What’s more interesting is in what ways these simulations can act as simulated learning environments for other AI models to rely on. Is it possible that you can train models on being more persuasive to AI agents pretending to be segments of the populace you care about? That is a much bigger deal than just “cheaper surveys.”
TASTEMAKER
“And when I arrive at my destination, I’m gonna Kill Bill.” I’m going to recommend you set aside the time to go see a 4½-hour movie. I recognize that is ludicrous, but I am going to do it anyway. Kill Bill, the Whole Bloody Affair was released this weekend in 70mm as a combined version of parts 1 & 2. It is a SIGNIFICANTLY better film together than apart. When I first saw the separate films I had a good time, but I didn’t have a strong opinion on them as a work of art. However, Uma Thurman’s portrayal of The Bride is a singular work of passion and emotion that was severely stunted by the splitting of the films. One of my favorite experiences at the cinema in years. I highly recommend it!
Have a great week,
Evan
Sponsorships
We are now accepting sponsors for the Q1 ‘26. If you are interested in reaching my audience of 35K+ founders, investors, and senior tech executives, send me an email at team@gettheleverage.com.











Evan, your newsletter often helps me see one step farther. Our devices have microphones built in; whoever can replace one-way ads with an interactive AI conversation unlocking content is going to be fantastically rich. I recently rejoined Amazon Prime (I quit when they added ads to content) and the integration of things like the "add io cart" button into ads drastically simplifies the funnel.
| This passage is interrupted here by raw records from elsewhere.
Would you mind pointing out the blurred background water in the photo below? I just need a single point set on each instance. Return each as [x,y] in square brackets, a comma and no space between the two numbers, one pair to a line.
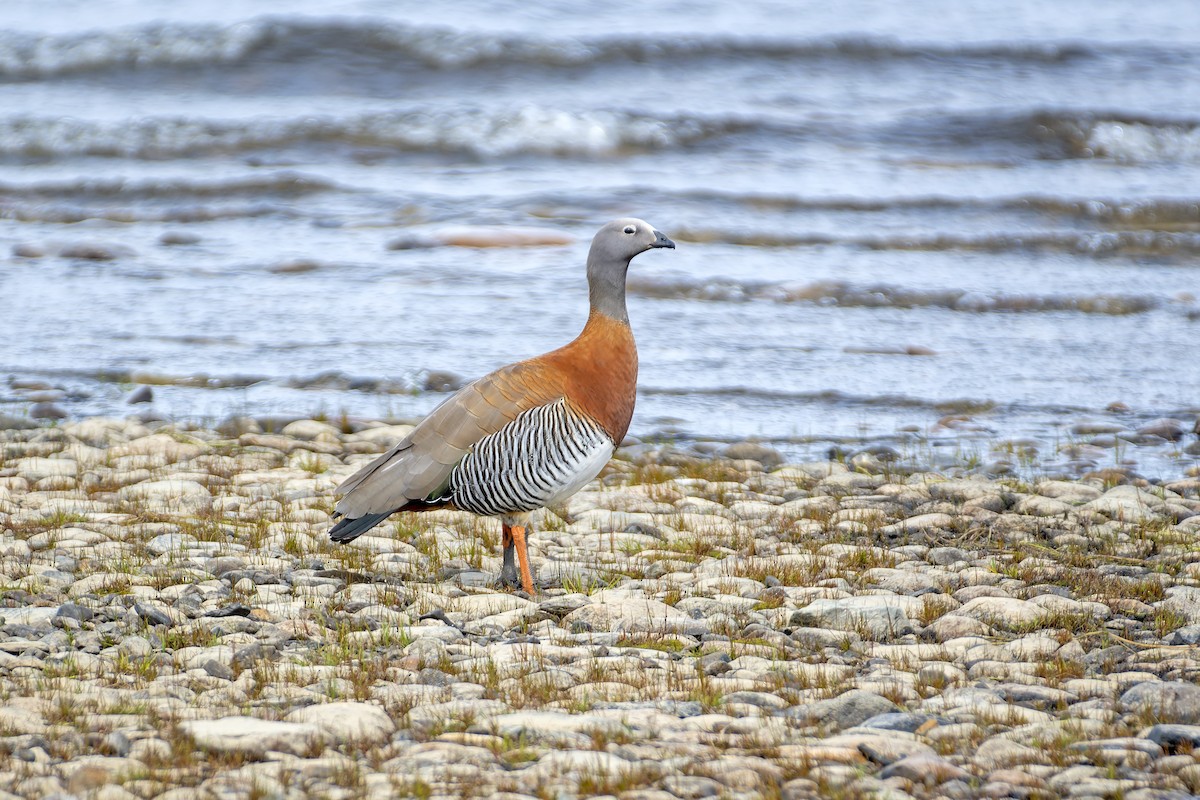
[954,229]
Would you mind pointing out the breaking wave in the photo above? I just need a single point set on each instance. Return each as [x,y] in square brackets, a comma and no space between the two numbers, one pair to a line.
[837,293]
[24,56]
[285,184]
[526,131]
[1108,244]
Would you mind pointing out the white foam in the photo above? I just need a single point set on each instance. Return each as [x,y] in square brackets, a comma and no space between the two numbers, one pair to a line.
[1139,143]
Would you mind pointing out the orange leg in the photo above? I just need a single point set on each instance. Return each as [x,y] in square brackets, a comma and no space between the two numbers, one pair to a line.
[522,558]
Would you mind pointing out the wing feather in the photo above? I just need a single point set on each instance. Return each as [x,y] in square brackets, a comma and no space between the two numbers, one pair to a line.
[419,467]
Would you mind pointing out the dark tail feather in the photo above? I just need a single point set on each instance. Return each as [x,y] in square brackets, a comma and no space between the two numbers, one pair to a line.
[351,529]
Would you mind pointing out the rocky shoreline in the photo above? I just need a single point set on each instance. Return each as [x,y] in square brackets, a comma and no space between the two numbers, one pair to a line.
[177,625]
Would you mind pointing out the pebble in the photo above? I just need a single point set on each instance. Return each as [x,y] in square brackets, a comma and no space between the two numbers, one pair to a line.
[910,636]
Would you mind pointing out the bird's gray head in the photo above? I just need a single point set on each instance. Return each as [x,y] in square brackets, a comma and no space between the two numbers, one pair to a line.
[612,248]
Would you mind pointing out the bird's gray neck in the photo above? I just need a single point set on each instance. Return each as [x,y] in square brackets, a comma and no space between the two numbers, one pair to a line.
[606,288]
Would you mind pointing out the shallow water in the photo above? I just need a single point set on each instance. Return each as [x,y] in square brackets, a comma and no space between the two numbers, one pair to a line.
[886,216]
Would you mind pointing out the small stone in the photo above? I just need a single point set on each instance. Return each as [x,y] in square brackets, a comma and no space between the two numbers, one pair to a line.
[165,543]
[252,737]
[348,722]
[927,769]
[898,721]
[996,752]
[219,669]
[150,614]
[846,710]
[880,617]
[1167,701]
[73,611]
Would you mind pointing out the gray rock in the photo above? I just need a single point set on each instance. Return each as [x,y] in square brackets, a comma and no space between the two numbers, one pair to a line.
[846,710]
[925,769]
[219,669]
[1169,702]
[1185,601]
[252,737]
[1174,737]
[897,721]
[73,611]
[348,722]
[171,543]
[879,617]
[1186,635]
[150,614]
[117,744]
[693,787]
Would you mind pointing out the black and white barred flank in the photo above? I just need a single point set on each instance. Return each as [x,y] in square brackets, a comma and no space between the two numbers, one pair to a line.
[544,455]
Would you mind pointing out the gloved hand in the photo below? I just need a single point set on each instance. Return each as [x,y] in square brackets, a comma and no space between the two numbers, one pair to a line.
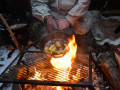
[63,24]
[51,23]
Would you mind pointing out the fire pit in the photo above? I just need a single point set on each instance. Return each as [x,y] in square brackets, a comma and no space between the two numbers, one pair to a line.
[36,69]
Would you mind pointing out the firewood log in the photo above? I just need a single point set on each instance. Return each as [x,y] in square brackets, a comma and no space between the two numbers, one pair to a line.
[110,69]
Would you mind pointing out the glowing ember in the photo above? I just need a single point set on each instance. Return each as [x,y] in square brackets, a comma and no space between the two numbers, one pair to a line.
[36,76]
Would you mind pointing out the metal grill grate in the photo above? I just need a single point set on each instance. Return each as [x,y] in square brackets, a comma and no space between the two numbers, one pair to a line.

Having a persuasion bot on the front end amplifies this, and basically scales the "get X for free of you come to our timeshare pitch" model.
I'd make an argument for Pulse being an imperfect but very useful product/service. I am getting into building agents and it gives me a great daily brief on developments allowing me to go deeper one step at a time. I also have it summarize one philosophical idea per day. It's frustrating as it gets repetitive and can't remember that it's sending the same info. But having it right there in ChatGPT is useful.